Dalam konteks berbangsa dan bernegara, ‘Iedul Fitri adalah saat yang tepat untuk meneguhkan kembali komitmen nasionalisme dan menguatkan konsistensi terhadap penegakan hukum. Karena, idealnya, spiritualitas yang terbarukan akan mendorong rasa malu. Malu tidak mandiri dan berdikari, malu mengekor ke pihak asing, malu main mata antar-penegak hukum, dan malu mengambil hak orang lain.

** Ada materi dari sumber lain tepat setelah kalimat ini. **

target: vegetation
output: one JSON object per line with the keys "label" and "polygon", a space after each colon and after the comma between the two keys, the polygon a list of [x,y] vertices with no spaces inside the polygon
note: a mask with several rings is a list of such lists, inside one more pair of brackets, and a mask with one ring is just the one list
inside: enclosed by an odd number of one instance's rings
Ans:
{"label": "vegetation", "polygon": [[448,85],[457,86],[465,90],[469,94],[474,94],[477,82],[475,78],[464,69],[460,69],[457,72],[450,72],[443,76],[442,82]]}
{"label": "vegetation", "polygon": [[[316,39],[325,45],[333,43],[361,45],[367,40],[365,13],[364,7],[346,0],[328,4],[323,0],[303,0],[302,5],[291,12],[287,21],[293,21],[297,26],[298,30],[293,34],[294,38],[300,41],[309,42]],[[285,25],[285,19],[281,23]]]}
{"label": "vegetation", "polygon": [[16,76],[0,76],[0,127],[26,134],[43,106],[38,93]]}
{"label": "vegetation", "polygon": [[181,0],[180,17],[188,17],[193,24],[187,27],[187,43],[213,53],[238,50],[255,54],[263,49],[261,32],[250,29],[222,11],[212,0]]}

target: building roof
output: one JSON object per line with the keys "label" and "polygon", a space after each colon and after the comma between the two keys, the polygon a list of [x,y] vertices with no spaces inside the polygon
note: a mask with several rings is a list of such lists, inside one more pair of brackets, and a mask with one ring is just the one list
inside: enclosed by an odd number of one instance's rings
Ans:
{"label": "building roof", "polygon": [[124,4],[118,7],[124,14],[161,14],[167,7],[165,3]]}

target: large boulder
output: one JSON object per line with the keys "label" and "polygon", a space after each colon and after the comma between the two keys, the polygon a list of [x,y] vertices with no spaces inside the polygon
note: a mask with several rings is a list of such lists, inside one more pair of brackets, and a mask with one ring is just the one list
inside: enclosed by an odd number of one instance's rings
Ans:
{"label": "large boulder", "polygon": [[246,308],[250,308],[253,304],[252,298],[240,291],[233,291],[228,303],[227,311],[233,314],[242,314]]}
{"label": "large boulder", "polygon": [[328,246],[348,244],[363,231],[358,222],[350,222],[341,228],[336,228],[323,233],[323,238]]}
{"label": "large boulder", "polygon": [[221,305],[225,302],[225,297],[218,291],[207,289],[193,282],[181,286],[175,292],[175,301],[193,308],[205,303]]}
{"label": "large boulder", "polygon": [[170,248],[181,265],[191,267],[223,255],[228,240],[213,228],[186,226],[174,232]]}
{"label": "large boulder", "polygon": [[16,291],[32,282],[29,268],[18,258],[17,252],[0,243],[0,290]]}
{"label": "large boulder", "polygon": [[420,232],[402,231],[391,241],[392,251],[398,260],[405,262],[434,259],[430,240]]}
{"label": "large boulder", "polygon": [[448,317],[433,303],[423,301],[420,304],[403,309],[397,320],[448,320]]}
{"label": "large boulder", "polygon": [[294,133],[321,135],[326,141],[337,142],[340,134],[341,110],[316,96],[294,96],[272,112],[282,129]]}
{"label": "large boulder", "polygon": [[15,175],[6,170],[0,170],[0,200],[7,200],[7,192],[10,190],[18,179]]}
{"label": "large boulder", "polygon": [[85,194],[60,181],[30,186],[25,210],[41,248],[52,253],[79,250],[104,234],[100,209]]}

Jika menurut as-Syibli, kecintaan terhadapNya adalah hakikat ‘Iedul Fitri telah menguasai dirinya. Maka, siapa pun yang mengaku cinta pada seseorang, ia akan menuruti apapun yang dititahkan dan menjauhi segala yang dilarang.
Bukan ‘Iedul Fitri namanya bila lepas Ramadhan, nafsu dan syahwat kekuasaan, angkara murka, atau kenistaan lainnya, justru kembali bahkan lebih menggila.
Karena, menurut Hasan al-Bashri, tiap hari adalah Idul Fitri, dengan catatan selama kemaksiatan tidak dilakukan seperti maksiat diri, maksiat sosial, dan maksiat dalam berbangsa dan bernegara.